Cette expertise s’annonçait particulière, comme à chaque fois devrais-je dire. Il s’agissait une perquisition, ce que je n’aime guère, mais avec une particularité : le mis en cause habite sur un voilier. Je regarde les quelques informations qui me sont fournies dans l’extrait de dossier que l’on m’a adressé : aïe, la personne est un informaticien. Techniquement, cela signifie que le niveau de difficulté risque d’être plus élevé.
Le jour J, j’arrive à l’heure au rendez-vous pris avec la maréchaussée (sans jeu de mot) dans ce petit port. Tout est calme et silencieux, à part le vent qui fait vibrer toutes les drisses et balancines contre les mâts, à part bien sûr les raillements des goélands et les rires des mouettes. Bref, on ne s’entend plus parler à voix basse…
Nous voici tous serrés dans cette petite cabine de voilier, auprès de laquelle une coquette studette parisienne semble être un luxueux palace. Le chef des gendarmes fait assez justement remarquer que compte tenu de la coopération du mis en cause, il n’est peut-être pas nécessaire de tous rester dans la cabine, et me voici donc à accomplir ma mission sous l’œil attentif de l’habitant des lieux, et celui de l’OPJ qui suit scrupuleusement les opérations.
La mission ? Trouver tous les éléments, sur tous supports, permettant d’être utile à la manifestation de la vérité (voir détails dans le dossier).
Les voileux savent qu’une cabine, toute petite qu’elle soit, contient un grand nombre de rangements, de coins et de recoins. Me voici donc à la recherche de tous les supports, papiers et électroniques, susceptibles de contenir une information intéressant le juge d’instruction. C’est une fouille que je n’aime guère tant elle consiste à entrer dans l’intimité des gens.
J’essaye de ne pas déranger l’ordre des rangements, ni de déballer outrageusement la vie privée du mis en cause. Je fouille les différents tiroirs et caissons, et m’intéresse plus particulièrement à l’ordinateur, au téléphone, au disque dur externe et aux clefs USB.
Je ne trouve aucune donnée concernant l’enquête, ni aucune donnée manifestement illégales.
Je m’approche du système de navigation du voilier et je m’intéresse un peu au GPS marin. Je demande alors au mis en cause : vous avez des cartes marines numériques ? Sa réponse est un peu hésitante et confuse. Je regarde alors le GPS et en extrais une carte SD que j’examine sur mon ordinateur portable d’expertise. RAS, mais je fais une copie bit à bit de la carte SD que j’analyse aussitôt avec l’excellent logiciel PhotoRec. Et là bingo : des données effacées s’avèrent très intéressantes. La carte SD avait servi dans un appareil photo, et comme outil de transfert entre deux ordinateurs.
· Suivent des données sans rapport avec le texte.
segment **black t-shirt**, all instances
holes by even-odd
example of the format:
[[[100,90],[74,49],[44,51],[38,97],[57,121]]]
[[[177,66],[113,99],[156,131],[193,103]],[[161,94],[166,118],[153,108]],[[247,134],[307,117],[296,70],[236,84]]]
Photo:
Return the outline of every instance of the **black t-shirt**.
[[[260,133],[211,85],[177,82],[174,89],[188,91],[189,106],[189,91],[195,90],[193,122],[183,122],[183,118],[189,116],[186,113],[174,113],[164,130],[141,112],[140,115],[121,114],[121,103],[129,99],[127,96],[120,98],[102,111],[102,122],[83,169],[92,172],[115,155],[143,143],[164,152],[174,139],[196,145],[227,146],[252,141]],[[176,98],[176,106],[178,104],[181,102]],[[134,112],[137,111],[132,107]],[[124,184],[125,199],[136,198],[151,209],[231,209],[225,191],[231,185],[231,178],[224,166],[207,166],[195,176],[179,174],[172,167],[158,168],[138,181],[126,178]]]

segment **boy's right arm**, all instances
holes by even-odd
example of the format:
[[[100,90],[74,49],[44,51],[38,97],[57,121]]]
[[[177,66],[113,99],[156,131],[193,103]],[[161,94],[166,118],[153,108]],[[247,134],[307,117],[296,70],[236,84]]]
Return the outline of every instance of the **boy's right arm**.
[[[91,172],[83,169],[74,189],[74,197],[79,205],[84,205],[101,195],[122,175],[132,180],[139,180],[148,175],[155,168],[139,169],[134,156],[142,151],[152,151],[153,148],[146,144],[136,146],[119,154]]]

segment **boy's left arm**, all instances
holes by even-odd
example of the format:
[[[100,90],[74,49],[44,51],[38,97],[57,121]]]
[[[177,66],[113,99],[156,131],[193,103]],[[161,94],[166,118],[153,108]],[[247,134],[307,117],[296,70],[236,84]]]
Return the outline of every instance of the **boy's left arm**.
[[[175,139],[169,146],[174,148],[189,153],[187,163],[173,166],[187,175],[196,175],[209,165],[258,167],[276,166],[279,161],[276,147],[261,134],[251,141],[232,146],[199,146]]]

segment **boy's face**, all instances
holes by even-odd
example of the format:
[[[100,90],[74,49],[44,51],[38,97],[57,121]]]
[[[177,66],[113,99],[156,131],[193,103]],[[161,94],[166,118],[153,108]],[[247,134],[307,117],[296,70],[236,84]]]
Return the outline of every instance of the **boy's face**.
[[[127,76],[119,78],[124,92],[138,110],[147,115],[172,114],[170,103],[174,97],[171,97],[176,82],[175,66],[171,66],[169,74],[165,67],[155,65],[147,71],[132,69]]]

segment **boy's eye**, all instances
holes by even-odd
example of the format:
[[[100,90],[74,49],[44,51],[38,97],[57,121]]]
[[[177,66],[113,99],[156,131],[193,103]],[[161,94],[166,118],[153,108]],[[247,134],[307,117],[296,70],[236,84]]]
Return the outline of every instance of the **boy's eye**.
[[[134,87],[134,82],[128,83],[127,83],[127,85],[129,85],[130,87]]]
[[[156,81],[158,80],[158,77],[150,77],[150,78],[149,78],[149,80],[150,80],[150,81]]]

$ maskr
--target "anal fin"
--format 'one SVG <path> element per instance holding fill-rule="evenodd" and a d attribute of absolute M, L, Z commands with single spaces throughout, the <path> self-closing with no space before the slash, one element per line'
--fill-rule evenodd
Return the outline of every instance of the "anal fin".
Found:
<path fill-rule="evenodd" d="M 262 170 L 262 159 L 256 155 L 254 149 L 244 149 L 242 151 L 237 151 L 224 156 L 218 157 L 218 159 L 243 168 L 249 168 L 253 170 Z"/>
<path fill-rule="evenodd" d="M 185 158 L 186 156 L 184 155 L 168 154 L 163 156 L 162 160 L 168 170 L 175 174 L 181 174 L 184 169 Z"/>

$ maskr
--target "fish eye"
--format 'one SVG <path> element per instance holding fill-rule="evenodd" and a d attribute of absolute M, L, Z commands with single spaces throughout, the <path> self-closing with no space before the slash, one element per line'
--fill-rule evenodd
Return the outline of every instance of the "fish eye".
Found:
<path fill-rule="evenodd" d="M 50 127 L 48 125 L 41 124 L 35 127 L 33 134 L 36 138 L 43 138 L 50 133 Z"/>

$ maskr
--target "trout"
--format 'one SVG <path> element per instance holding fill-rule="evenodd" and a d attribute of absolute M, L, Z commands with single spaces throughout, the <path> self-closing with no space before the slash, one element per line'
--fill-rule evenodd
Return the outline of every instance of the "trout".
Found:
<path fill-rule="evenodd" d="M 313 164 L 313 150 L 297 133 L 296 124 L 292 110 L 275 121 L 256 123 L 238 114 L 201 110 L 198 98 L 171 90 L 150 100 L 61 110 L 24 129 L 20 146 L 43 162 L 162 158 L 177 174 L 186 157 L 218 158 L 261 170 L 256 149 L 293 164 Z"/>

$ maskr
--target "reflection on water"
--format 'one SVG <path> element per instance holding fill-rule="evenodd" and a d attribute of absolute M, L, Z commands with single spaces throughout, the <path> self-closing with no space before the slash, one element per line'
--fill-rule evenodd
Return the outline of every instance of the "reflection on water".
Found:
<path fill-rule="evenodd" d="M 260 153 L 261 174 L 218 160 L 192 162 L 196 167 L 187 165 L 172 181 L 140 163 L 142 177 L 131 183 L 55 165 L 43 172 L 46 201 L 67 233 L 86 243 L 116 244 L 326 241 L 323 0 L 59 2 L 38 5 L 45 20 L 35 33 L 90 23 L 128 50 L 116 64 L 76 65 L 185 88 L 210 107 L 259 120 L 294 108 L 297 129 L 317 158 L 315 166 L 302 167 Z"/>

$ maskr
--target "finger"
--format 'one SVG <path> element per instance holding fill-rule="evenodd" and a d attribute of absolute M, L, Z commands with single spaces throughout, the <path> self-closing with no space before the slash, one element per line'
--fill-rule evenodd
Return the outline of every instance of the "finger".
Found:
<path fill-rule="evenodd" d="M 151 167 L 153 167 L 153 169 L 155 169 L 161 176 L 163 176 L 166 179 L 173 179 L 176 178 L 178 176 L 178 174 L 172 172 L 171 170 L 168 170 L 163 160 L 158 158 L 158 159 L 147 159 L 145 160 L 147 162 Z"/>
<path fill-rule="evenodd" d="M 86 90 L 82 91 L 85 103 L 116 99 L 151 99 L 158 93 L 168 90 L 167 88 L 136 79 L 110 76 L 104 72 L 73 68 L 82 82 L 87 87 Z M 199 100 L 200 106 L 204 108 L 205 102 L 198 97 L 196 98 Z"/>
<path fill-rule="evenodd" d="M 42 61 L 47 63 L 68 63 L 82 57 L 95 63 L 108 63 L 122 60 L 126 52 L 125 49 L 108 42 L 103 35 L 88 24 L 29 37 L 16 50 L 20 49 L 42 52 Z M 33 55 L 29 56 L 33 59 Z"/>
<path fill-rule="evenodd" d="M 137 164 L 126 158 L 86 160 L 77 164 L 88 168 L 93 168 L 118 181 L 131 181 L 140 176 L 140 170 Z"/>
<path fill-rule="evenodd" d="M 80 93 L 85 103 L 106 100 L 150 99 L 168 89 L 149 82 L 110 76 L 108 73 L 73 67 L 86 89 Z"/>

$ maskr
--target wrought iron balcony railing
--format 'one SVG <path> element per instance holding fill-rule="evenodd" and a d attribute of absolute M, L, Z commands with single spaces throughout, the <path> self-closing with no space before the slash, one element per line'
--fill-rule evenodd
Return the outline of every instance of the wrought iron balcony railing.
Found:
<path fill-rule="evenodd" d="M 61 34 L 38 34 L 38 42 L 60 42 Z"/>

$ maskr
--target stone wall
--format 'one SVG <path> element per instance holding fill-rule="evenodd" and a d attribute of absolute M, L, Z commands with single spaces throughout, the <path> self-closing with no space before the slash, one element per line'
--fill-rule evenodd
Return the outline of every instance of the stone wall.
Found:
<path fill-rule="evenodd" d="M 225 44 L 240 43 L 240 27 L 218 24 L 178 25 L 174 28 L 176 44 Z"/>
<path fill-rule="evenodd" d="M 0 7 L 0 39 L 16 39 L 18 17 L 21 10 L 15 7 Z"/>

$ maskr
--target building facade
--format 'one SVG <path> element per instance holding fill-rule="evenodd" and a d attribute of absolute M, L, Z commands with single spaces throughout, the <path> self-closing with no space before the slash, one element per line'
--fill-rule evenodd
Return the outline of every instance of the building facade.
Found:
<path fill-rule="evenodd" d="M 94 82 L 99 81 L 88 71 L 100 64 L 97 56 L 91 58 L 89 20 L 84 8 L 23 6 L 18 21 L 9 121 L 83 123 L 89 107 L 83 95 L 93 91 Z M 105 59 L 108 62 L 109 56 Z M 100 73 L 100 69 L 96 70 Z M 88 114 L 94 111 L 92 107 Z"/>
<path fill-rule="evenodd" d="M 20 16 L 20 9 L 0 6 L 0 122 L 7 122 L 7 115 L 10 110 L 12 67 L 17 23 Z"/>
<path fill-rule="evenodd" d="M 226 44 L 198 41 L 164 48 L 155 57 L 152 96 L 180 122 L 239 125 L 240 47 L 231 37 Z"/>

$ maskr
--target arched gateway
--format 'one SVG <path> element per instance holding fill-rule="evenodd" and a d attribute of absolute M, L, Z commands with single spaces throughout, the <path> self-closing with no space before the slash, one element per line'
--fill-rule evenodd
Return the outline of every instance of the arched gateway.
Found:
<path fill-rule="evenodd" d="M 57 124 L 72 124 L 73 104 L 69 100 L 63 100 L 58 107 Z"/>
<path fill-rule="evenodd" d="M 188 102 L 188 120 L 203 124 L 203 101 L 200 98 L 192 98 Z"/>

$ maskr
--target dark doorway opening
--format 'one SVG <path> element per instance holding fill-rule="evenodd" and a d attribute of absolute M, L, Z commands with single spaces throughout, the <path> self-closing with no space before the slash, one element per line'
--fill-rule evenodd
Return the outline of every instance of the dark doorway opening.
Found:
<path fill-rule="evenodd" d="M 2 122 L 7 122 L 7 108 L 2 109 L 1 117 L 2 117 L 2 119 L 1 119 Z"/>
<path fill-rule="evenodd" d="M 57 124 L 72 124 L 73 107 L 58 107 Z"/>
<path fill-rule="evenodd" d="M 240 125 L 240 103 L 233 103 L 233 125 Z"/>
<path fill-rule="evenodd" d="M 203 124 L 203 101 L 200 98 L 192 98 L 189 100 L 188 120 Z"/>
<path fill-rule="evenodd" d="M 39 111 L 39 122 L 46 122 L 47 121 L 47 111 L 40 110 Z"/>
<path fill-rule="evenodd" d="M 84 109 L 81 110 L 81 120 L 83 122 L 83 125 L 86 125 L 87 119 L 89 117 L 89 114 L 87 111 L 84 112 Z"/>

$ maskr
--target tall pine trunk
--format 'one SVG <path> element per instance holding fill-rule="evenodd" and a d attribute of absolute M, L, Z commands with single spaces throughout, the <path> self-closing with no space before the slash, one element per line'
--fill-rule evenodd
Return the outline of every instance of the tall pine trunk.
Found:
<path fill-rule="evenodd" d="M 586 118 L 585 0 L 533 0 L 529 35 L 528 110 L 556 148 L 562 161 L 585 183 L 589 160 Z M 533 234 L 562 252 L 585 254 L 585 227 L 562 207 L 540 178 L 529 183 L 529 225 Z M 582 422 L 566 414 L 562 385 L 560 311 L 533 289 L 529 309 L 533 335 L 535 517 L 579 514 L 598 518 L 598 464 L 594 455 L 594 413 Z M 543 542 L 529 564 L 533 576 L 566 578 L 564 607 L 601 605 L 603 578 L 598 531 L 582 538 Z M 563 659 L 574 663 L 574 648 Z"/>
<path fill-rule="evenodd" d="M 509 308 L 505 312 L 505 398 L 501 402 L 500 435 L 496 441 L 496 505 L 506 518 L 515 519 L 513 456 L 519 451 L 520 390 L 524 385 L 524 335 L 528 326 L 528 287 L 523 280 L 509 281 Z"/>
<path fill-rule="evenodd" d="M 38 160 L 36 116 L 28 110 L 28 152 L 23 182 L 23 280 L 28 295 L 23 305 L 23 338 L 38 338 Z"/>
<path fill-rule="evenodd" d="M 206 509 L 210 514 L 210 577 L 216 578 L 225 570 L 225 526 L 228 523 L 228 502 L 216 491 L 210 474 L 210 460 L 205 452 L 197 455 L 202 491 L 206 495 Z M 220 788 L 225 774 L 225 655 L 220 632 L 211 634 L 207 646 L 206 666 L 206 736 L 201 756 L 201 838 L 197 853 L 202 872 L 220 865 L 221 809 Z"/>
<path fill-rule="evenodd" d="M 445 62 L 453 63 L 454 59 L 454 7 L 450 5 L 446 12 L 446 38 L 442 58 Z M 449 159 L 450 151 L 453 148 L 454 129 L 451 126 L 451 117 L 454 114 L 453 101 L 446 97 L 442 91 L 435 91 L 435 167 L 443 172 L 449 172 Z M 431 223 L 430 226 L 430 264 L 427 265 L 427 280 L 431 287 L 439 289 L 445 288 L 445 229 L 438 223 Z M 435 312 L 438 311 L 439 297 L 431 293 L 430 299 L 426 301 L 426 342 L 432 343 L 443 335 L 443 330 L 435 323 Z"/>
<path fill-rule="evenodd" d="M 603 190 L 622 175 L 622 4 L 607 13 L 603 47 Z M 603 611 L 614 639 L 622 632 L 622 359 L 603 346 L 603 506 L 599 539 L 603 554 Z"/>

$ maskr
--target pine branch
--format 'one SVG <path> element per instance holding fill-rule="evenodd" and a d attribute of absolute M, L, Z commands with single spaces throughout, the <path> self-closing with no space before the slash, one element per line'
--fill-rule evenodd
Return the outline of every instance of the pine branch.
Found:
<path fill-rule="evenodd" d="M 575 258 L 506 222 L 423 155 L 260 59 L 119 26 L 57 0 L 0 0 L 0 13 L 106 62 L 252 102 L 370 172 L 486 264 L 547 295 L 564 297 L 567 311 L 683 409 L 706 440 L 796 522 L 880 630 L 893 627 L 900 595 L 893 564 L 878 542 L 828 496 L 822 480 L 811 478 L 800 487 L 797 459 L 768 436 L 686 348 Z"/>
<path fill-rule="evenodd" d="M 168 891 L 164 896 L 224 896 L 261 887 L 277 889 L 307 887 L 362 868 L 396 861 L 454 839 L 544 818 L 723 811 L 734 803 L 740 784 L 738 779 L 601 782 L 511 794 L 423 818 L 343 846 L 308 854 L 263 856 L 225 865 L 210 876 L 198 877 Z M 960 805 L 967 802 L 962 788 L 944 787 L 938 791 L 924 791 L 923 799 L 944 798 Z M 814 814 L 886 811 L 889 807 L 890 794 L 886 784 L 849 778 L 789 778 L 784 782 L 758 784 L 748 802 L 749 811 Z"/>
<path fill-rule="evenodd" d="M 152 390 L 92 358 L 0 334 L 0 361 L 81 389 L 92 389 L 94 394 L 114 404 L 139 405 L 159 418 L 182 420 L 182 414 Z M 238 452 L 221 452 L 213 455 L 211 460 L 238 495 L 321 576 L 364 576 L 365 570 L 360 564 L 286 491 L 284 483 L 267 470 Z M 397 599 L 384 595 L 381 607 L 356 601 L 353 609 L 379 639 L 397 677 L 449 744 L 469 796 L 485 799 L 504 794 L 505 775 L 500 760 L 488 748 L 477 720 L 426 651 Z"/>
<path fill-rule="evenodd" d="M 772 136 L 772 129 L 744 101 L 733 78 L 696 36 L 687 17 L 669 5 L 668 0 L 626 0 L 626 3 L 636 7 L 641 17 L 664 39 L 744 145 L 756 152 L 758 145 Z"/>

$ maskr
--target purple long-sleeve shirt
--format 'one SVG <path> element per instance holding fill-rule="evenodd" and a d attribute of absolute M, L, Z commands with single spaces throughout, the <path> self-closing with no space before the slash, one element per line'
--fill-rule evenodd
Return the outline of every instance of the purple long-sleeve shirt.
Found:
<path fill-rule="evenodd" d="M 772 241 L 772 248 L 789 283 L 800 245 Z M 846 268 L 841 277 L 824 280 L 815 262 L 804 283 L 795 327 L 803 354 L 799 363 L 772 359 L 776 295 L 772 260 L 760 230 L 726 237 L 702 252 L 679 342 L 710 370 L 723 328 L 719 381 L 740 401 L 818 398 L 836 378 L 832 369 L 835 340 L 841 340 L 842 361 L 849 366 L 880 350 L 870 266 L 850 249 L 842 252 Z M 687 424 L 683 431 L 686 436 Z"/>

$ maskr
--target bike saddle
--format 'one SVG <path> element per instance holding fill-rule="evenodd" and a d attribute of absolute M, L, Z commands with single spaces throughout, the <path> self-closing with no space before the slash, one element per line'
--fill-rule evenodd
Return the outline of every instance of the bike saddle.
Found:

J’ai ainsi pu vérifier in extremis le principe de l’échange de Locard, qui veut qu’on laisse toujours une trace de son passage.
Note : ce billet respecte les recommandations du procureur de la République au sujet de la confidentialité des dossiers d’expertise.
Bonjour,
Est-ce que c’est normal que ce soit l’expert qui réalise la fouille et non pas l’OPJ (qui vous transmettrait ensuite tous les supports numériques) ?
Peut-être que l’OPJ n’aurait pas pensé au GPS, mais c’est également probable que l’OPJ ait plus d’expérience sur les différentes façons de dissimuler un objet.
La présence de l’OPJ est obligatoire, et dans la pratique l’expert l’aide dans la recherche des éléments de preuve (sous l’autorité de l’OPJ). Le but est d’aller assez vite, car tous savent que les copies bit à bit des disques durs ou des différents supports numériques peuvent parfois prendre des heures.
Merci pour cette anecdote !
Je crois (sous couvert de votre confirmation) qu’il faudrait écrire “le mis en cause” au masculin s’il s’agit d’un homme ? 🙂
1ère occurrence corrigée (les autres étaient bonnes, ouf).